شماره ركورد كنفرانس :
3834
عنوان مقاله :
Effect of Different Methanol Concentrations on dsDNA Structure: An Molecular Dynamics Simulation Study
پديدآورندگان :
Gomar Maryam maryam_gomar63@yahoo.com Department of Physical Chemistry, Faculty of Chemistry, University of Mazandaran, Babolsar, Iran; , Yeganegi Saeid Department of Physical Chemistry, Faculty of Chemistry, University of Mazandaran, Babolsar, Iran
كليدواژه :
Gromacs , Simulation , RMSD , RMSF , dsDNA
عنوان كنفرانس :
نوزدهمين سمينار شيمي فيزيك ايران
چكيده فارسي :
The various thermodynamic macroscopic observables Root-mean-square fluctuation (RMSF) and root mean square deviation (RMSD) of nucleic acid backbone of 10 base-sequences of double-stranded DNA (dsDNA) of the P53 gene between 130 and 144 codon were studied using molecular dynamics (MD) simulations.
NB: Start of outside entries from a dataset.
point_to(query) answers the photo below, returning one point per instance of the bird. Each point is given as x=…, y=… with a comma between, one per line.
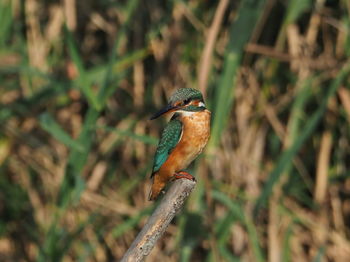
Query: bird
x=182, y=140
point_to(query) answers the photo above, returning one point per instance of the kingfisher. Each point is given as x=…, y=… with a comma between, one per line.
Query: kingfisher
x=183, y=138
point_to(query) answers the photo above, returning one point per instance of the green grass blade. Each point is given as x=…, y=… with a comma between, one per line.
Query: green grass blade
x=286, y=158
x=240, y=32
x=51, y=126
x=5, y=21
x=238, y=213
x=73, y=185
x=82, y=81
x=107, y=88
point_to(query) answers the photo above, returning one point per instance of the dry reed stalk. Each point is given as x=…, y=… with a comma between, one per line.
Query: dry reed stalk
x=159, y=220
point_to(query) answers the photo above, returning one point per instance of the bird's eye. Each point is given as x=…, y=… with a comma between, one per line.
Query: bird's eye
x=187, y=101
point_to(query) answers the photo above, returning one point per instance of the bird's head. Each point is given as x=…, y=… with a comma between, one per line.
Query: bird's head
x=183, y=100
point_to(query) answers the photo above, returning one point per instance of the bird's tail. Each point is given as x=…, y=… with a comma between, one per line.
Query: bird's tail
x=157, y=187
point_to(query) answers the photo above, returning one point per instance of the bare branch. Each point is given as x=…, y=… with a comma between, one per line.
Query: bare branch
x=159, y=221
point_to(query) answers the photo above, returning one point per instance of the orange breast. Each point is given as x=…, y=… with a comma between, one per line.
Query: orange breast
x=195, y=135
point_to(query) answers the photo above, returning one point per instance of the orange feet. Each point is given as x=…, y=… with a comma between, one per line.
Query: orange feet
x=183, y=174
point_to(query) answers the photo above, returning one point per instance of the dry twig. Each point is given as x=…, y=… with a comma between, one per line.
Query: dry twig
x=159, y=221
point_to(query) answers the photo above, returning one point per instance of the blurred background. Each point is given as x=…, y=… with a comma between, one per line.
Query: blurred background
x=80, y=79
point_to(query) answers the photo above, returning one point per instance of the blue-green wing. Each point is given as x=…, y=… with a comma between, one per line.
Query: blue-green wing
x=169, y=139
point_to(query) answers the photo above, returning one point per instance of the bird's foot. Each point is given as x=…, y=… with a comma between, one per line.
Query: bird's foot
x=183, y=174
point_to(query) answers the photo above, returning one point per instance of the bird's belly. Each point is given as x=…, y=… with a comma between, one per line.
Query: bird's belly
x=195, y=136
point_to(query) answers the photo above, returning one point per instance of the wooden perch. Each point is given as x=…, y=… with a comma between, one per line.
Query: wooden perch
x=159, y=220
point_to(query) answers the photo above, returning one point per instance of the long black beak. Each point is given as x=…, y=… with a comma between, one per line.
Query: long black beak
x=166, y=109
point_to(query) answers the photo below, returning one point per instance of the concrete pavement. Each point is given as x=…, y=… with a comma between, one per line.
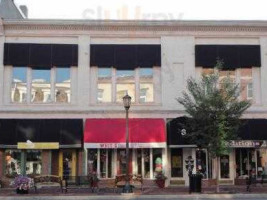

The AMBER program was utilized to prepare the dsDNA structure of the p53 sequence and were studied using molecular dynamics (MD) simulations. MD simulations were carried out using Gromacs program. In this study, we Obtained the outcome of the properties of dsDNA system by different ensembles. The conical ensemble (NVT) and isobaric—isothermal (NPT) ensemble were employed to characterize the effect of different Methanol concentrations on dsDNA structure.